Blood coagulation is a network of biochemical reactions wherein dozens of proteins act collectively to initiate a rapid clotting response. Coagulation reactions are lipid-surface dependent, and this dependence is thought to help localize coagulation to the site of injury and enhance the association between reactants. Current mathematical models of coagulation either do not consider lipid as a variable or do not agree with experiments where lipid concentrations were varied. Since there is no analytic rate law that depends on lipid, only apparent rate constants can be derived from enzyme kinetic experiments. We developed a new mathematical framework for modeling enzymes reactions in the presence of lipid vesicles. Here the concentrations are such that only a fraction of the vesicles harbor bound enzymes and the rest remain empty. We call the lipid vesicles with and without enzyme TF:VIIa+ and TF:VIIa lipid, respectively. Since substrate binds to both TF:VIIa+ and TF:VIIa lipid, our model shows that excess empty lipid acts as a strong sink for substrate. We used our framework to derive an analytic rate equation and performed constrained optimization to estimate a single, global set of intrinsic rates for the enzyme–substrate pair. Results agree with experiments and reveal a critical lipid concentration where the conversion rate of the substrate is maximized, a phenomenon known as the template effect. Next, we included product inhibition of the enzyme and derived the corresponding rate equations, which enables kinetic studies of more complex reactions. Our combined experimental and mathematical study provides a general framework for uncovering the mechanisms by which lipid mediated reactions impact coagulation processes.
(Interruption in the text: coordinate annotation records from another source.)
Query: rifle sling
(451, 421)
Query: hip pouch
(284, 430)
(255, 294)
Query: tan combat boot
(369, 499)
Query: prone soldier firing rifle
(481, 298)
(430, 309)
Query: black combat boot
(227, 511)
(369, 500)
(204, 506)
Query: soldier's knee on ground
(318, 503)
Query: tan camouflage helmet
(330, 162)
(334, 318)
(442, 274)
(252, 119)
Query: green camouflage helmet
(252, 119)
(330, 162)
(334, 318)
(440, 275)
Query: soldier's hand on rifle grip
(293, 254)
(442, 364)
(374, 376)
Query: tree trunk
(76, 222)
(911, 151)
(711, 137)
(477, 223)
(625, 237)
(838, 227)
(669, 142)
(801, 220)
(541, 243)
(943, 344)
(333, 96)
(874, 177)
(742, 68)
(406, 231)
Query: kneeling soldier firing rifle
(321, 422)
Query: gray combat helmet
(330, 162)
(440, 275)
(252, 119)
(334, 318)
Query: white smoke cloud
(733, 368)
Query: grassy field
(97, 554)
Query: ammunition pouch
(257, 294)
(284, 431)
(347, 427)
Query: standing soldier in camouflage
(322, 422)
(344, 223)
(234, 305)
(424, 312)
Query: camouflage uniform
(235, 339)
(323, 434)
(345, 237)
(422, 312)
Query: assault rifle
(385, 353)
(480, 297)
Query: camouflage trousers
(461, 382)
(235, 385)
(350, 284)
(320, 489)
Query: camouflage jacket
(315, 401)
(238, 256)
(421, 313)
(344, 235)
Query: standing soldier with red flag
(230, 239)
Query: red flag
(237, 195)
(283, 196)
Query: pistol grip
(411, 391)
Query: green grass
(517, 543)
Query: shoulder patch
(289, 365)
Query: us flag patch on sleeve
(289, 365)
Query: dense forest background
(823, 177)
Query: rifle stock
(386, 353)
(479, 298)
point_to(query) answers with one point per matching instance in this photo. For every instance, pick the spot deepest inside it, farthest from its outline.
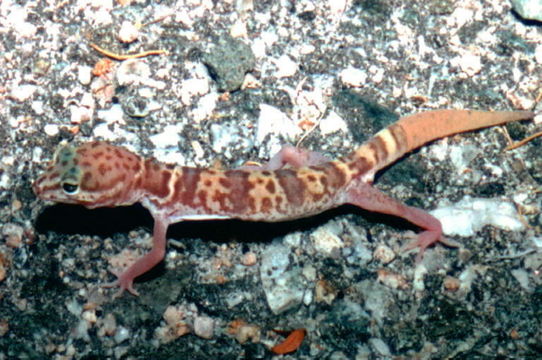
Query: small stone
(528, 9)
(249, 259)
(248, 332)
(451, 283)
(286, 67)
(51, 129)
(84, 75)
(4, 327)
(353, 77)
(325, 241)
(23, 92)
(274, 121)
(229, 61)
(384, 254)
(128, 32)
(392, 280)
(469, 63)
(332, 123)
(121, 335)
(4, 263)
(204, 327)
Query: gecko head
(94, 174)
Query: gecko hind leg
(290, 156)
(369, 198)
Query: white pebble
(51, 129)
(286, 67)
(469, 63)
(23, 92)
(204, 327)
(274, 121)
(469, 215)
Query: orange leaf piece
(291, 343)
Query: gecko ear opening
(70, 189)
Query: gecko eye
(70, 189)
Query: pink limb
(125, 279)
(290, 156)
(367, 197)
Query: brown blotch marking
(374, 150)
(335, 176)
(381, 146)
(97, 155)
(85, 180)
(398, 134)
(360, 166)
(239, 190)
(267, 205)
(270, 186)
(293, 187)
(137, 184)
(202, 196)
(279, 200)
(252, 204)
(102, 169)
(188, 182)
(118, 153)
(163, 189)
(224, 182)
(220, 197)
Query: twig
(121, 57)
(523, 142)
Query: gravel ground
(237, 81)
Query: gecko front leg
(370, 198)
(126, 278)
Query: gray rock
(228, 62)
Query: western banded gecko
(294, 184)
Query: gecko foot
(123, 282)
(426, 239)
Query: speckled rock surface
(327, 73)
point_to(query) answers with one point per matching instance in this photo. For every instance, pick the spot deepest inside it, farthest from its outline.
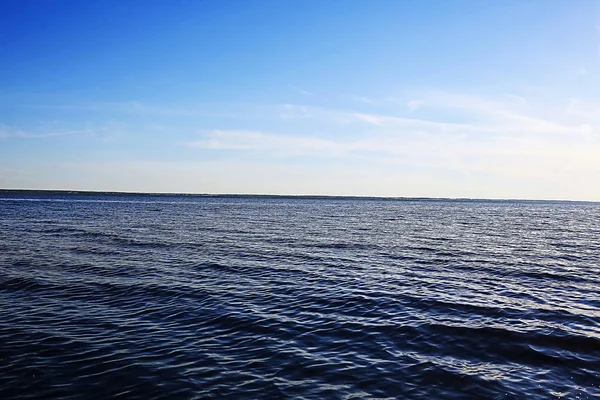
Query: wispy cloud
(301, 91)
(7, 132)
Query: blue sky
(469, 98)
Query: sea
(256, 297)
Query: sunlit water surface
(181, 297)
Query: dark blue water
(180, 297)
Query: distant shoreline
(63, 192)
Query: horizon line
(263, 195)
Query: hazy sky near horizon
(436, 98)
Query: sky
(432, 98)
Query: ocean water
(148, 297)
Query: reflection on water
(182, 297)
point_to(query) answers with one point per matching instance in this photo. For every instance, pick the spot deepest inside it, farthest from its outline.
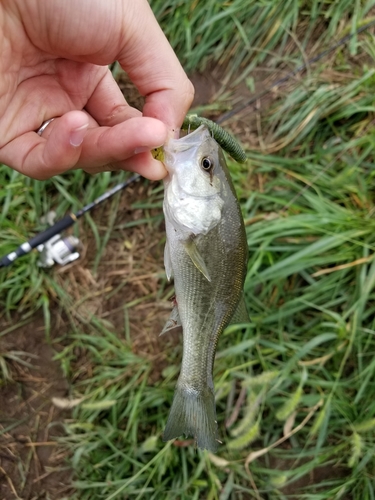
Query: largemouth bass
(206, 253)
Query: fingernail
(142, 149)
(77, 135)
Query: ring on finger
(44, 126)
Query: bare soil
(31, 463)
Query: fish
(206, 253)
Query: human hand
(54, 57)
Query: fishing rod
(66, 248)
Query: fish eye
(207, 164)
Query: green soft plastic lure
(221, 136)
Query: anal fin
(240, 314)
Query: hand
(53, 63)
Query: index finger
(153, 67)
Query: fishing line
(226, 141)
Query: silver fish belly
(206, 253)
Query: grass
(295, 386)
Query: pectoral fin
(172, 322)
(167, 261)
(240, 315)
(196, 257)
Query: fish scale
(207, 254)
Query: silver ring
(44, 126)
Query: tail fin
(193, 414)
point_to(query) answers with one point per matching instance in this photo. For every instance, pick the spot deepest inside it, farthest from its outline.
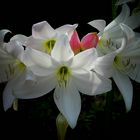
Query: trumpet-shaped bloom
(120, 60)
(65, 72)
(12, 68)
(44, 37)
(88, 41)
(113, 61)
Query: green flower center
(63, 74)
(124, 65)
(48, 45)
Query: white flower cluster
(57, 59)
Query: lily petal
(124, 84)
(8, 96)
(29, 89)
(84, 59)
(103, 65)
(135, 74)
(38, 58)
(94, 84)
(89, 41)
(66, 29)
(20, 38)
(42, 30)
(61, 46)
(68, 102)
(35, 43)
(15, 49)
(75, 43)
(98, 24)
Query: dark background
(37, 117)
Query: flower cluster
(56, 59)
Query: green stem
(62, 126)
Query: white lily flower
(12, 68)
(68, 74)
(44, 36)
(121, 62)
(115, 60)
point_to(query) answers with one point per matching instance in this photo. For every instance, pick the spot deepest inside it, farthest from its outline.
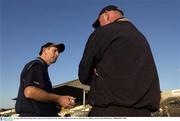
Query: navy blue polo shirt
(35, 73)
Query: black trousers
(117, 111)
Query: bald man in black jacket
(118, 65)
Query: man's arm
(38, 94)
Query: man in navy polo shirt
(35, 97)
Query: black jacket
(126, 72)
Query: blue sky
(27, 24)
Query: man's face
(51, 54)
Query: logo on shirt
(35, 82)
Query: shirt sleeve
(88, 60)
(34, 76)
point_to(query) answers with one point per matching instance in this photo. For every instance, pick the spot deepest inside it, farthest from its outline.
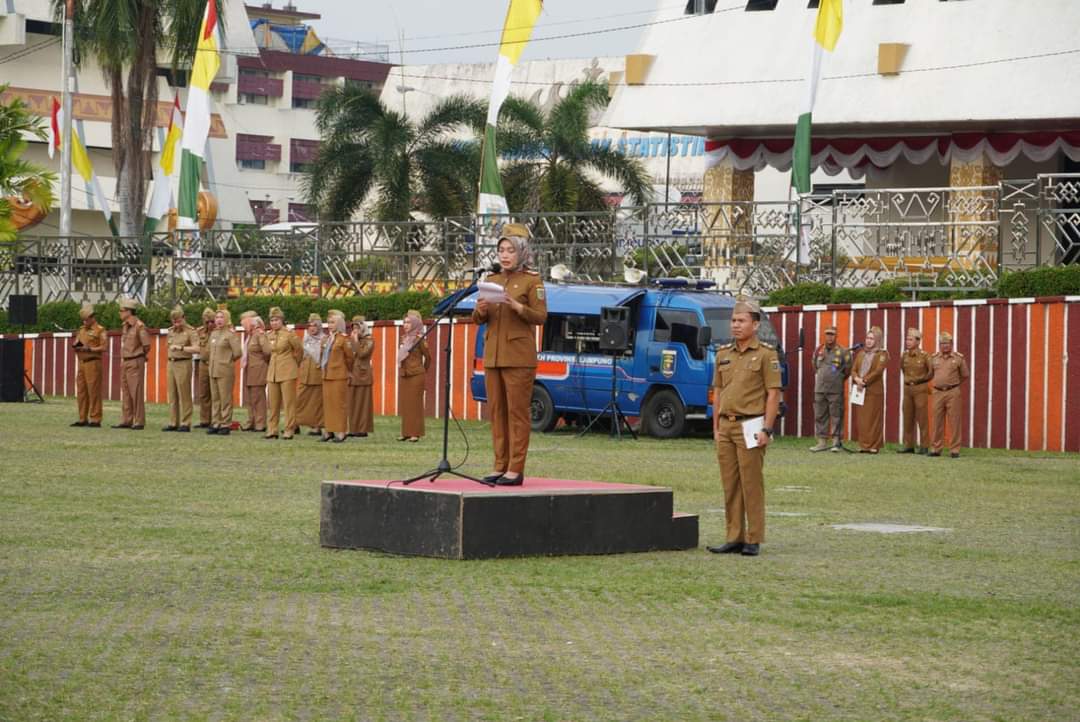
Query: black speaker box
(11, 370)
(23, 310)
(615, 328)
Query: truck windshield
(719, 321)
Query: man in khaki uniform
(510, 353)
(90, 343)
(833, 365)
(918, 370)
(254, 364)
(183, 343)
(746, 385)
(950, 370)
(224, 351)
(282, 369)
(202, 370)
(134, 348)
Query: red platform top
(532, 485)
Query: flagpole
(66, 121)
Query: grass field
(164, 576)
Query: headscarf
(864, 368)
(412, 330)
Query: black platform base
(459, 519)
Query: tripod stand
(618, 418)
(444, 465)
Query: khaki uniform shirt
(339, 363)
(949, 369)
(134, 341)
(510, 337)
(285, 352)
(91, 342)
(362, 350)
(417, 361)
(177, 338)
(224, 350)
(743, 378)
(833, 366)
(258, 357)
(916, 366)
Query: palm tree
(369, 149)
(21, 181)
(125, 38)
(553, 165)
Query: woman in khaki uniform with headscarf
(336, 366)
(866, 371)
(510, 354)
(361, 407)
(224, 351)
(309, 395)
(413, 362)
(285, 353)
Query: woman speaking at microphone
(510, 353)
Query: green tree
(126, 38)
(405, 165)
(554, 166)
(18, 178)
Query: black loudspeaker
(23, 310)
(12, 370)
(615, 328)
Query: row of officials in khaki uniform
(943, 372)
(323, 382)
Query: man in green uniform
(747, 386)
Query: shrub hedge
(383, 307)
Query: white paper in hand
(491, 293)
(751, 427)
(858, 394)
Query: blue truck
(665, 375)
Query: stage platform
(459, 519)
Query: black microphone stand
(444, 464)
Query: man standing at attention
(746, 386)
(950, 370)
(183, 342)
(918, 370)
(134, 346)
(89, 344)
(833, 365)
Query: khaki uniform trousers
(916, 414)
(282, 394)
(828, 416)
(179, 392)
(743, 484)
(132, 398)
(509, 402)
(948, 406)
(89, 390)
(202, 392)
(220, 390)
(255, 402)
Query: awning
(856, 155)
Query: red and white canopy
(858, 155)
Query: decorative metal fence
(922, 237)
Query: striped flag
(197, 123)
(826, 32)
(80, 161)
(162, 199)
(521, 17)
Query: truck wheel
(542, 410)
(664, 414)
模拟酶在脂质囊泡上的分布:凝结过程中表面介导反应的新框架。
血液凝固是一个生化反应网络,其中数十种蛋白质共同作用,启动快速凝血反应。凝血反应依赖于脂质表面,这种依赖性被认为有助于将凝血定位到损伤部位,并增强反应物之间的关联。目前的凝血数学模型要么没有将脂质作为变量,要么与改变脂质浓度的实验不一致。由于没有依赖于脂质的分析速率定律,因此只能从酶动力学实验中得出表观速率常数。我们开发了一种新的数学框架,用于模拟脂质囊泡存在时的酶反应。在这种情况下,脂质囊泡的浓度是这样的:只有一部分囊泡含有结合的酶,其余囊泡仍然是空的。我们将有酶和无酶的脂质囊泡分别称为 TF:VIIa+ 脂质囊泡和 TF:VIIa- 脂质囊泡。由于底物同时与 TF:VIIa+ 和 TF:VIIa- 脂质结合,我们的模型表明,多余的空脂质是底物的一个强大汇。我们利用我们的框架推导出了一个解析速率方程,并进行了约束优化,以估算出酶-底物配对的单个全局固有速率集。结果与实验相符,并揭示了底物转化率最大化的临界脂质浓度,这种现象被称为模板效应。接下来,我们加入了酶的产物抑制作用,并推导出相应的速率方程,从而能够对更复杂的反应进行动力学研究。我们的实验和数学研究为揭示脂质介导反应影响凝结过程的机制提供了一个总体框架。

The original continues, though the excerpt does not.